Ainsi, une enveloppe de 30 millions d'euros sera débloquée d'ici
à 2022
ce qui traduirait une augmentation des engagements de l'État de l'ordre de 10 millions d'euros.

Cette hausse de la participation de l'État est bienvenue à condition qu'elle n'entraine pas une charge supplémentaire pour les collectivités territoriales.

En effet, le Gouvernement a indiqué que les actuelles MSAP auraient jusqu'à la fin de l'année 2021 pour améliorer la qualité des services qu'elles rendent en vue d'une labélisation Maison France Service.

Or, le coût de cette montée en gamme risque d'être pris en charge par les collectivités territoriales ce que votre rapporteur spécial ne peut que critiquer.

Recommandation n°3 : Accompagner financièrement les collectivités territoriales pour l'obtention du label « Maison France Service » au profit des maisons de services au public qu'elles exploitent aujourd'hui.

c) Les instruments de planification doivent inclure un plus grand nombre d'acteurs pour être véritablement utiles

L'accompagnement des réorganisations des services publics dans les territoires a, enfin, impliqué le développement d'instruments de planification dont, en particulier, les schémas départementaux d'amélioration de l'accessibilité des services publics (SDAASP).

Introduits par la loi 7 août 2015 portant nouvelle organisation territoriale de la République (loi NOTRe), les SDAASP résultent d'une concertation entre le préfet, le Département et les établissements publics de coopération intercommunale (EPCI). Le schéma défini pour les six années à venir un programme d'actions destiné à renforcer l'offre de services publics

État d'avancement des schémas départementaux d'amélioration
de l'accessibilité des services publics en 2018

Source : CGET

En raison de la longue période de diagnostic et de concertation qui est nécessaire à son élaboration, le SDAASP présente plusieurs intérêts. Toutefois, votre rapporteur spécial considère que sa portée est limitée en pratique.
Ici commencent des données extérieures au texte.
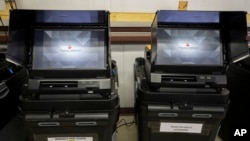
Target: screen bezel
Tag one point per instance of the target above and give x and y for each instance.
(201, 69)
(190, 29)
(68, 72)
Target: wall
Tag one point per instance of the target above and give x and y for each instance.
(134, 5)
(126, 54)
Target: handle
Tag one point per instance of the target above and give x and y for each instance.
(48, 124)
(87, 123)
(4, 90)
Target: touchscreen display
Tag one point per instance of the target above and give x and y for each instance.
(189, 47)
(68, 49)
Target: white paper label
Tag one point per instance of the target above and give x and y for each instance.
(70, 139)
(180, 127)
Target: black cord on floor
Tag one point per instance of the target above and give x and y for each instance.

D'une part, son élaboration n'implique pas certains services déconcentrés de l'État comme ceux de la DGFiP. Or, force est de constater que la réorganisation du réseau des administrations financières préoccupe largement les élus et les usagers.

D'autre part, le SDAASP n'a pas de portée juridique et ne peut être opposée aux services de l'État lorsqu'un projet de réorganisation s'en éloignerait.
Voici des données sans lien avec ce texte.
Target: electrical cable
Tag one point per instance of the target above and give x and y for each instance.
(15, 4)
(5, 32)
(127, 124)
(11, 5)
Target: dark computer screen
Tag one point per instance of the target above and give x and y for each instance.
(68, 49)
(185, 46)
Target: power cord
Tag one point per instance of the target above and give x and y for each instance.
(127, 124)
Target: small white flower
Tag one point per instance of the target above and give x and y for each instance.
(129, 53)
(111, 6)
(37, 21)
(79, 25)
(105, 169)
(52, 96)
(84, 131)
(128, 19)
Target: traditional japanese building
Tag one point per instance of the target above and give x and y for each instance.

La Cour des comptes dans son rapport de mars 2019 précité a proposé de rendre les SDAASP juridiquement opposables. Votre rapporteur spécial ne partage pas cette position.

En effet, dans une telle hypothèse, le périmètre actuel des acteurs impliqués dans l'élaboration du SDAASP semblerait trop restreint.

Si cet instrument devenait opposable, il conviendrait que les communes soit associées à son élaboration autrement que par la seule intervention de leurs EPCI. Or, la mobilisation d'un si grand nombre d'acteurs aurait probablement pour effet de rendre difficile la production d'un diagnostic et d'un schéma consensuel.

De plus, votre rapporteur spécial estime que l'État doit pouvoir réorganiser ses services compte tenu des circonstances. Ce qui lui semble dommageable c'est que certaines réorganisations puissent se faire sans concertation avec les élus locaux, soient annoncées trop tardivement ou - faute de planification - aient lieu en même temps que d'autres restructurations de services publics.

Ainsi, votre rapporteur spécial plaide pour un approfondissement des SDAASP en prévoyant que leur élaboration implique, à titre obligatoire, l'ensemble des administrations et des opérateurs de l'État.

En effet et par exemple, il apparait peu compréhensible que la réforme en cours du réseau des trésoreries implique l'élaboration de schémas distincts dont les orientations feront l'objet d'une évaluation propre dans les années à venir.

Recommandation n°4 : Élargir le périmètre des acteurs concertés dans le cadre de l'élaboration des schémas départementaux d'amélioration de l'accessibilité des services publics à l'ensemble des services publics, notamment ceux relevant
de la DGFiP.


* 32 France Stratégie, juillet 2018, « Les bénéfices d'une meilleure autonomie numérique ».

* 33 Annexe au rapport général fait au nom de la commission des finances du Sénat sur les crédits de la mission « Administration générale et territoriale de l'État » demandés au projet de loi de finances pour 2020.

* 34 Cour des comptes, mars 2019, « L'accès aux services publics dans les territoires ruraux ».